= Illinois Court of Claims =

Quasi-judicial court in the US state of Illinois

The Illinois Court of Claims is a quasi-judicial entity in the State of Illinois.

==Powers==
The Illinois Court of Claims has exclusive jurisdiction to hear all claims regarding any contract with the State of Illinois; torts committed by agents of the state; time unjustly served by innocent persons in Illinois prisons; torts committed by escaped inmates of state-controlled institutions; and lapsed appropriations claims. The Court of Claims administers assistance programs to compensate families of law enforcement officers, firefighters and military personnel killed in the line of duty. The court also vouchers awards to in nocent victims of violent crimes as authorized by the Crime Victims’ Compensation Act.

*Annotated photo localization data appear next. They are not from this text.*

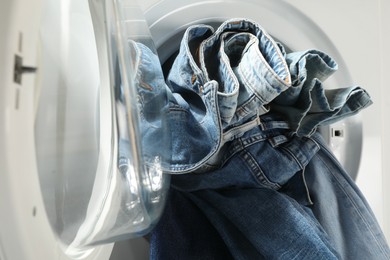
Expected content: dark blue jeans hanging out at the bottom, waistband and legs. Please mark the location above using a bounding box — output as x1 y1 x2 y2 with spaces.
151 123 390 260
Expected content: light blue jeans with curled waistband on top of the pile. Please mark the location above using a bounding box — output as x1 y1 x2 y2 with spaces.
167 19 290 173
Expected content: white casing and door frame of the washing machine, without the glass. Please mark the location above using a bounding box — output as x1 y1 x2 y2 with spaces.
0 0 390 260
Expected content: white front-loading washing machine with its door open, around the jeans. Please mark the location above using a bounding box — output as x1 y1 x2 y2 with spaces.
0 0 390 260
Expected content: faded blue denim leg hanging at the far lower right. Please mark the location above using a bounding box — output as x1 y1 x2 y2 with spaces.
305 133 390 260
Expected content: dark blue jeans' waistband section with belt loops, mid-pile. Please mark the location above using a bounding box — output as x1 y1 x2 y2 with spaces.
175 114 319 186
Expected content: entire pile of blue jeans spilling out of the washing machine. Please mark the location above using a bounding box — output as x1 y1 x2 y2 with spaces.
131 19 390 259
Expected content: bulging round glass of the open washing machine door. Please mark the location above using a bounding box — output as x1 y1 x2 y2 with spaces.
35 0 170 257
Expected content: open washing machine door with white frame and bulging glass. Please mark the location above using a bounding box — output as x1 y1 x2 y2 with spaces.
0 0 170 260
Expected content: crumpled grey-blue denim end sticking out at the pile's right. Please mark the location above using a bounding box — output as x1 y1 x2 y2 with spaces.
271 50 372 136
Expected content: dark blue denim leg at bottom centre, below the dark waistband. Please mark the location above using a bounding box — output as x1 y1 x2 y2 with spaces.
150 188 340 260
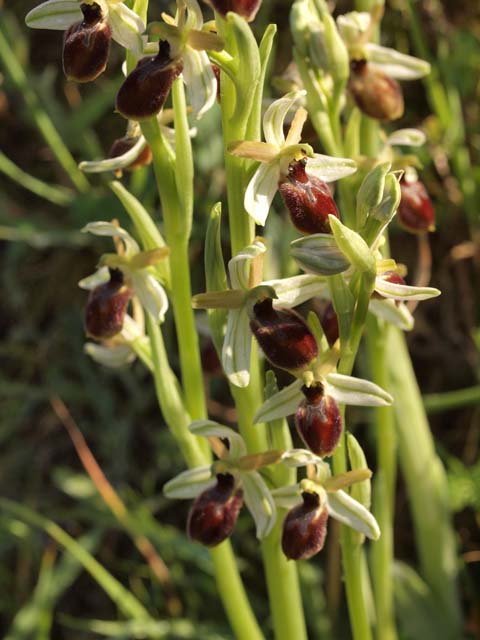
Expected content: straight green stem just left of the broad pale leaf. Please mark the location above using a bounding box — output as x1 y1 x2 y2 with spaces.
367 315 397 640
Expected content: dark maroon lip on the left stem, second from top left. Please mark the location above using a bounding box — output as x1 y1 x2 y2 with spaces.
115 41 183 120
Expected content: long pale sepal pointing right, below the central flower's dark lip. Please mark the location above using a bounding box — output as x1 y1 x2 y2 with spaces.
325 373 393 407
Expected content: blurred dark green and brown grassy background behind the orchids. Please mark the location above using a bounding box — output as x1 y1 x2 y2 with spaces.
0 0 480 640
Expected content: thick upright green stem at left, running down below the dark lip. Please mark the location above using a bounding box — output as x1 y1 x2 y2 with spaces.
142 114 207 420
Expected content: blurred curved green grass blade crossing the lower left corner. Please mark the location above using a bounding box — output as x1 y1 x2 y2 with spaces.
0 498 151 620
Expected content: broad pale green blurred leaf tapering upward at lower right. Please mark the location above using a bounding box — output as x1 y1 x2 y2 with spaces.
386 328 461 640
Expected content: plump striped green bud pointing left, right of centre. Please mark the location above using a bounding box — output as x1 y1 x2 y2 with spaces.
290 233 350 276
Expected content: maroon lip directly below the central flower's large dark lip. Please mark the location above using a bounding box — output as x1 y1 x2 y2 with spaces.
295 385 342 457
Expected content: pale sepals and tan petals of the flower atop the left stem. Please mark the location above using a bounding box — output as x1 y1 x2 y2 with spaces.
149 0 224 119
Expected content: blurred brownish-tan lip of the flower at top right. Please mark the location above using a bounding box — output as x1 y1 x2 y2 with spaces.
348 60 405 121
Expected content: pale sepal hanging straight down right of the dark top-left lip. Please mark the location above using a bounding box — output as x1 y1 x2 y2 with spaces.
183 47 217 120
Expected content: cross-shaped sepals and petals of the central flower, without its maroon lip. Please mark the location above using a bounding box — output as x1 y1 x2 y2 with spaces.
193 240 327 387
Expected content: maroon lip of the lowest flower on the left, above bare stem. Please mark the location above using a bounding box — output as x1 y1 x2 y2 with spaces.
187 473 243 547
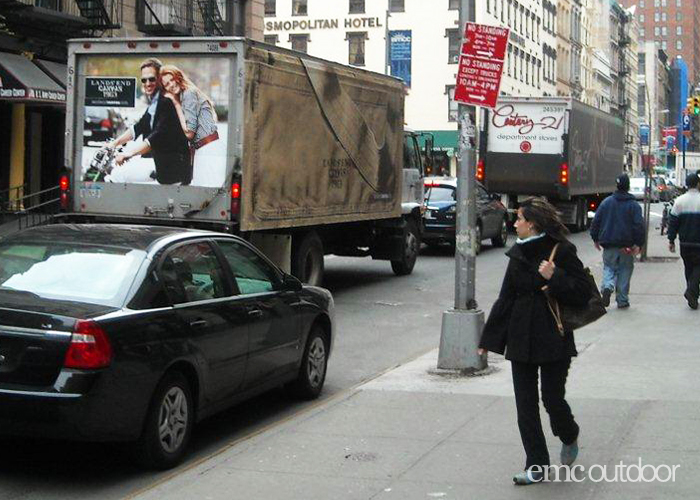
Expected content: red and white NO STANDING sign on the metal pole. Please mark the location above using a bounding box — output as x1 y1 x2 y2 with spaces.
455 23 510 108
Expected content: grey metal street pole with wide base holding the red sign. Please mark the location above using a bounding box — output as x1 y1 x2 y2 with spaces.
437 0 486 371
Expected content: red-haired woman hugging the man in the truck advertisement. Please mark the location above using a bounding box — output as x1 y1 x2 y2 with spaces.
160 65 223 187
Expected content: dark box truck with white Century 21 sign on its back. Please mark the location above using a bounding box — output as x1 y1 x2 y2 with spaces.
477 97 624 231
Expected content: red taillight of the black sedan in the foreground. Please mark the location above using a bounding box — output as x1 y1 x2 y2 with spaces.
63 320 112 370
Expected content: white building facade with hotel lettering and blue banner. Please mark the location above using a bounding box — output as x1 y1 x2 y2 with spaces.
264 0 557 172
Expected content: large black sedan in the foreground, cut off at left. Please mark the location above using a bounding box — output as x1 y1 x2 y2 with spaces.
0 224 334 468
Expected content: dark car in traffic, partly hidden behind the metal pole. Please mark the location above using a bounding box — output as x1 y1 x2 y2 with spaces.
422 177 508 253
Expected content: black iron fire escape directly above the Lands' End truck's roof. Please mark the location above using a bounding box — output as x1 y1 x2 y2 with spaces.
136 0 231 36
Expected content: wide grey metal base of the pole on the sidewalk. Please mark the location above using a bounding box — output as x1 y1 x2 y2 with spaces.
437 309 486 371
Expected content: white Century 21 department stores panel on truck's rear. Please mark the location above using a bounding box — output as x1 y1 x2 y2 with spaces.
488 102 567 155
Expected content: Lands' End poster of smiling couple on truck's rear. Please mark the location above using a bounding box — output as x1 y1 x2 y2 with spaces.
81 54 231 188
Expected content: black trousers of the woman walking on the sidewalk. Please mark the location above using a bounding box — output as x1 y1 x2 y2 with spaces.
511 358 579 468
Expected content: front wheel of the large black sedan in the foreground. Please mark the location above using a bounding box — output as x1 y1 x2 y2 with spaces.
291 325 328 400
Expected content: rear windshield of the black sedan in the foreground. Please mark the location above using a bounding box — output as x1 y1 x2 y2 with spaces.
0 242 146 307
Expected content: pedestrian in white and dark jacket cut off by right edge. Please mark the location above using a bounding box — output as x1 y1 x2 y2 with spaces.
668 174 700 309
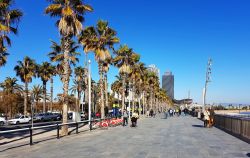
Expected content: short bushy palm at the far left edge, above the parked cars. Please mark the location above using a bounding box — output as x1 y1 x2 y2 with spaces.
0 77 22 116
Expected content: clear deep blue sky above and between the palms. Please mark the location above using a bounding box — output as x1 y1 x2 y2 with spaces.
0 0 250 103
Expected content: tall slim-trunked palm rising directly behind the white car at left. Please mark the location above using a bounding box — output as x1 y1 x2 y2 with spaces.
14 56 37 115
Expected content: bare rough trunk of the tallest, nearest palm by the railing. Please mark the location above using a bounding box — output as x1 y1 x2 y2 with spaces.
61 36 70 136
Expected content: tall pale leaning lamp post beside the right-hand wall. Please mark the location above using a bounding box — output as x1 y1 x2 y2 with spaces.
202 58 212 113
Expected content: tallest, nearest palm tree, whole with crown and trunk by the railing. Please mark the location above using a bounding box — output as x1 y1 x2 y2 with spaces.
45 0 93 135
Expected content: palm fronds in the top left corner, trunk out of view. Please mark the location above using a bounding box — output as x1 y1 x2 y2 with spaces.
0 0 23 66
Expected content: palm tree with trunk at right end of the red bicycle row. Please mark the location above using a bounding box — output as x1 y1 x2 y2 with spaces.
112 45 140 112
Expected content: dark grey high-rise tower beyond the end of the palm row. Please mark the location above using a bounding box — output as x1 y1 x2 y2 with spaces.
162 71 174 99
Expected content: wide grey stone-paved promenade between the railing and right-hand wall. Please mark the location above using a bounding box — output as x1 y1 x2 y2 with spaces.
0 116 250 158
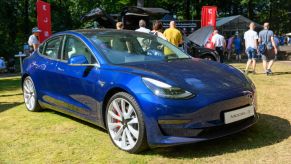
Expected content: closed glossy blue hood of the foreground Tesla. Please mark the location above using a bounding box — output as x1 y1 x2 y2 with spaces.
114 59 248 92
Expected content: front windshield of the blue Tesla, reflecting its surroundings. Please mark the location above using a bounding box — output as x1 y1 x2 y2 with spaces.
85 31 191 64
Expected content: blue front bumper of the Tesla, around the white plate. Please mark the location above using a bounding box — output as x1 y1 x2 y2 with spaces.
139 89 258 147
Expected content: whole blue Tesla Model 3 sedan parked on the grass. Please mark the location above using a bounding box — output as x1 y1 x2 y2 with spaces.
22 29 258 153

Mark Wojcik, a professor at University of Illinois Chicago School of Law, considers the Court more accurately a part of the legislative branch than the judicial branch.

==Structure==
There are seven judges on the court of claims who are assisted by sixteen commissioners. The Illinois Secretary of State serves as the ex-officio Clerk of the Court of Claims. Judges on the Court of Claims are appointed by the Governor of Illinois and confirmed by the Illinois Senate. In 1987, state legislation increased the number of judges on the Illinois Court of Claims from five judges to seven judges.

==Incumbent judges==
As of the publication of the 2021-2022 edition of the Illinois Blue Book, the below seven are:
- Peter J. Birnbaum, Chief Justice (appointed 2004)
- Mary Patricia Burns (appointed 2009)
- Joseph Gagliardo (appointed 2017)
- Michael McGlynn (appointed 2015)
- Robert J. Sprague (appointed 2019)
- Nancy Zettler (appointed 2019)

Past notable judges include Kirk Dillard, Roger Sommer, and Anne M. Burke.